Ghost Lover by Lisa Taddeo

Closing the cover on the final page of Lisa Taddeo’s razor-sharp collection of short stories, Ghost Lover, I was reminded of a line from the Joy Williams song, ‘What a Good Woman Does’: ‘Everyone’s wounded, nobody’s won …’ It’s exactly how I feel about the women in these pages.

After the phenomenal global success of Three Women and her subsequent debut novel, Animal, fans of Taddeo’s should be well prepared for the forensic focus she applies to exposing a woman’s ability for scathing self-criticism and loathing. Taddeo has a ‘gift’ for holding a mirror to the myriad ways women have internalised the millions of messages fed to us from birth, created by patriarchal capitalism, designed to keep us in a constant state of competition, self-doubt and the exhaustive, endless effort to strive for physical perfection. What Ghost Lover really does though is showcase the ugliness of the inner dialogue that has resulted in these women, after years of being trapped in this cycle. They are all victims of their own repressed desires, their thoughts poisoned by rejection and their toxic relationships with men.

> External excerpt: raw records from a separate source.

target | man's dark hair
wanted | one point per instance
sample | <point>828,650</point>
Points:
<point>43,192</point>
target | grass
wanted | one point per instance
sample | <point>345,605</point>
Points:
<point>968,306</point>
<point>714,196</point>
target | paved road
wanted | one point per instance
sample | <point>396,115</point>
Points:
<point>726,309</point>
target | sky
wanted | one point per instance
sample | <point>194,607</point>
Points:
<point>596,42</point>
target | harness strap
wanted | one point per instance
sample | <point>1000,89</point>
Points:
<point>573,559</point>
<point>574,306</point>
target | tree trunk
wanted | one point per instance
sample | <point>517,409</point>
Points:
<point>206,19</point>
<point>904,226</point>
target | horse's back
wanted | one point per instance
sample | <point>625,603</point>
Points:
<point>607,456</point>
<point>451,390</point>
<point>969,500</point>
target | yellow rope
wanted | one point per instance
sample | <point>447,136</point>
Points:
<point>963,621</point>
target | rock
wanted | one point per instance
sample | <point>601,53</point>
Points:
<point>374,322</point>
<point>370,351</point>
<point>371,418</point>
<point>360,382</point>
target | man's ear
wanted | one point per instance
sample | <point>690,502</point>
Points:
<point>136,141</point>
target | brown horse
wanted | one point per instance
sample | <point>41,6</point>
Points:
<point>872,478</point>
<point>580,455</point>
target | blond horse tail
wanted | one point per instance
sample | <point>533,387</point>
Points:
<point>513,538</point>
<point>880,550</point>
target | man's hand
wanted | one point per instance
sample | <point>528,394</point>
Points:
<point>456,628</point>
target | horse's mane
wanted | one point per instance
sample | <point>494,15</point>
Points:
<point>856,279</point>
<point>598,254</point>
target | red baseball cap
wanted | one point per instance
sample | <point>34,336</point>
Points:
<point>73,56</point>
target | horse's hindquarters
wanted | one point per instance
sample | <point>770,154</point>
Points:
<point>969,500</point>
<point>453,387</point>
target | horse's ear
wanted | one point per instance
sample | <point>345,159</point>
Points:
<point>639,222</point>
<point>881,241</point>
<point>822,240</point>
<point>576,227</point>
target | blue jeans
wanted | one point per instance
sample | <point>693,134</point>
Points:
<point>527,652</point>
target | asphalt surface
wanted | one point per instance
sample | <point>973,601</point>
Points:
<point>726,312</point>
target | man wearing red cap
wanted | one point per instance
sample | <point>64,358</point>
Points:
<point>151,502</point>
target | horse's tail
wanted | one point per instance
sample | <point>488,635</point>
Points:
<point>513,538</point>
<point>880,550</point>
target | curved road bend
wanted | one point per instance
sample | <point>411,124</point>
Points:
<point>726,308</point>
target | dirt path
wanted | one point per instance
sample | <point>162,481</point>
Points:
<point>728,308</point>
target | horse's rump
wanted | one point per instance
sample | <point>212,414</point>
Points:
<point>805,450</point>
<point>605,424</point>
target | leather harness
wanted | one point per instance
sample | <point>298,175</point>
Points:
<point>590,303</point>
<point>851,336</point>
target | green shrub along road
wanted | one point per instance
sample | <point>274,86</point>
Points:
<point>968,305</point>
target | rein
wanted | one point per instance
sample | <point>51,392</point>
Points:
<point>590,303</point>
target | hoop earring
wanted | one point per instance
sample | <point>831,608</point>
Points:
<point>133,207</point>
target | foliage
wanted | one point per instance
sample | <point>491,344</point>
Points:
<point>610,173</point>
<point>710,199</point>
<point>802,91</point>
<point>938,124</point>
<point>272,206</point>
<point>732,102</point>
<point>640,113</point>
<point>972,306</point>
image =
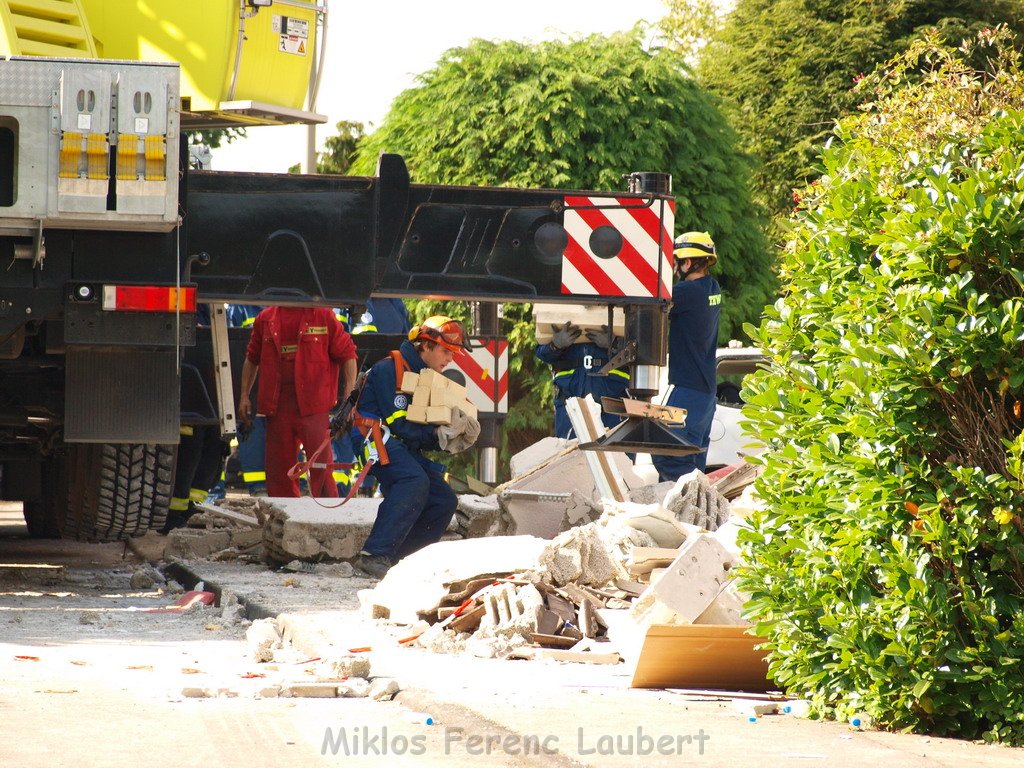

In one of the short stories, Taddeo writes: ‘The famous actress wondered if any woman had ever been happy for any other woman in the history of the world.’ Reading Ghost Lover, I wondered the exact same thing. Of the nine stories collected here, all are a dark exploration of female relationships in various forms, warped and twisted by the expectations of society and the men around them.

In her song ‘Mad Woman’, Taylor Swift sings ‘women like hunting witches too’. Taddeo has presented us with stories that propose exactly that. Men no longer need to do the witch hunting; in the world view presented in Ghost Lover, women are indeed capable of doing so all by themselves. How then, do we change it?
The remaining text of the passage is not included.